The electronic configuration of $M{{n}^{+2}}$ is:
(A)- $\left[ Ar \right]3{{d}^{4}}4{{s}^{1}}$
(B)- $\left[ Ar \right]3{{d}^{5}}4{{s}^{0}}$
(C)- $\left[ Ar \right]4{{d}^{5}}4{{s}^{0}}$
(D)- $\left[ Ar \right]3{{d}^{2}}4{{s}^{2}}$

Answer 1

In order to obtain the electronic configuration of manganese ions, we remove two electrons from its outermost shell of Mn atom (in its ground state) such that the obtained configuration is stable.
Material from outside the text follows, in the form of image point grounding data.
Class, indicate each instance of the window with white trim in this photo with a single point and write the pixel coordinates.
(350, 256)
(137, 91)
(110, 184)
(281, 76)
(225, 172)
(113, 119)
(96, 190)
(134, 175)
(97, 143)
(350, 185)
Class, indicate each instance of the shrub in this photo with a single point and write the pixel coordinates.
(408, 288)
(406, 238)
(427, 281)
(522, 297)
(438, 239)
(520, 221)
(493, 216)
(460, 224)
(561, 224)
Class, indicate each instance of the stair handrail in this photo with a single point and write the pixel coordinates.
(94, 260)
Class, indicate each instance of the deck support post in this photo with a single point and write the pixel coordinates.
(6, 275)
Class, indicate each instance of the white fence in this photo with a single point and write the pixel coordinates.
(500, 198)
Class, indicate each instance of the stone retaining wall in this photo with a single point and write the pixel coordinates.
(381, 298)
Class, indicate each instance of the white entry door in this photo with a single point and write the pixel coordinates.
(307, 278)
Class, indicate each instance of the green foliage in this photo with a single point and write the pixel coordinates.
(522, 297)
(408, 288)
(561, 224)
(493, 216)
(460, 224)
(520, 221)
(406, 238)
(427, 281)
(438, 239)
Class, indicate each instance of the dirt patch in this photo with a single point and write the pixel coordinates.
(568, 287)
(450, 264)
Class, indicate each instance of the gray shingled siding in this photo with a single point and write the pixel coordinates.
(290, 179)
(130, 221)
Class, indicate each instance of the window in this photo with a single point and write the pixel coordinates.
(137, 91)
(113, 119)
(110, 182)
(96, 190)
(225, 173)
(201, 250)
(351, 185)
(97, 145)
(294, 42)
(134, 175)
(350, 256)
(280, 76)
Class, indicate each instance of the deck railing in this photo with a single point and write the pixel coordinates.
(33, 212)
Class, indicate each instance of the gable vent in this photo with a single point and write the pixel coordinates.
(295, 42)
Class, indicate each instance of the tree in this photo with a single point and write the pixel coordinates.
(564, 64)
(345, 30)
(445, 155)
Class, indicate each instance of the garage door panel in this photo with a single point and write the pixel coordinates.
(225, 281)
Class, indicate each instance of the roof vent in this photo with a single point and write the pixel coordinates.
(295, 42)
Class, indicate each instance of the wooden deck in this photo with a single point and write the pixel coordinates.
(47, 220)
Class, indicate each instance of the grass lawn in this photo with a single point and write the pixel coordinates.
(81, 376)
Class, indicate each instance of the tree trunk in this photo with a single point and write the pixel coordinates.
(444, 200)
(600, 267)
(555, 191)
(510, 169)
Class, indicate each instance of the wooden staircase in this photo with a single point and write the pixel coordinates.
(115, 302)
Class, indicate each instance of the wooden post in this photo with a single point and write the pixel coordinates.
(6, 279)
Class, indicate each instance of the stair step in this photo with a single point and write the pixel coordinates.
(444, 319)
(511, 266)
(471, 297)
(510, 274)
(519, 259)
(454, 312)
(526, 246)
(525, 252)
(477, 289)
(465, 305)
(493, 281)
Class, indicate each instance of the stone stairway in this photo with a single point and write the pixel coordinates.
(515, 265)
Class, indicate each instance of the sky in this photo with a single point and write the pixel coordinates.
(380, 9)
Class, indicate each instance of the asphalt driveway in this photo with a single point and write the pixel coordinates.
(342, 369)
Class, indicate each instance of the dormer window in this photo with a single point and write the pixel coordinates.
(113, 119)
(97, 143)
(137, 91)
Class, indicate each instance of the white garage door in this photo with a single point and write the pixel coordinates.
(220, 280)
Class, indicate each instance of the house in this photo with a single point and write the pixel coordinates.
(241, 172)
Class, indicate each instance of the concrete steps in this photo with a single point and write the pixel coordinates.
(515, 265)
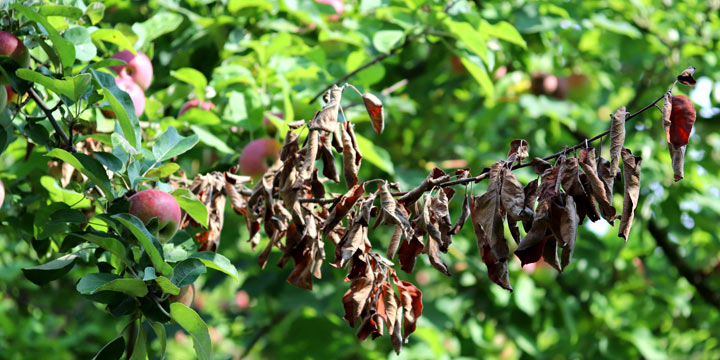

Complete step by step answer:
The atomic number of manganese is 25. The filling of electrons in the shell follows the Aufbau principle, which states that the electrons are filled first in the lower energy atomic orbitals before the higher levels following the (n + l) rule. Thus, the electronic configuration of the ground state of Mn is $1{{s}^{2}}2{{s}^{2}}2{{p}^{6}}3{{s}^{2}}3{{p}^{6}}4{{s}^{2}}3{{d}^{5}}$ or $\left[ Ar \right]4{{s}^{2}}3{{d}^{5}}$.

In the excited state, when it loses two electrons, it is removed from the 4s orbital, leaving the 3d orbital in a half-filled state which is very stable. Thus, we have excited state electronic configuration of $M{{n}^{+2}}$ to be $\left[ Ar \right]3{{d}^{5}}4{{s}^{0}}$.
Therefore, the electronic configuration of $M{{n}^{+2}}$ is option (B)- $\left[ Ar \right]3{{d}^{5}}4{{s}^{0}}$.
So, the correct answer is “Option B”.

Additional Information:
In the (n + l) rule, where n is the principal quantum number (related to size of orbital) and l is angular momentum quantum number (related to shape of orbital). The (n + l) represents the energy, so the orbitals are filled in increasing order of (n + l). For orbitals with the same value of (n + l), the increasing order of n is taken into account.

Note: During the filling of electrons, the 4s subshell has lower energy than 3d, but it is still more stable. However, during the removal of electrons, the 3d subshell being closer to the nucleus, makes the loss of electrons easier from the 4s subshell which is farther away (outermost) from it.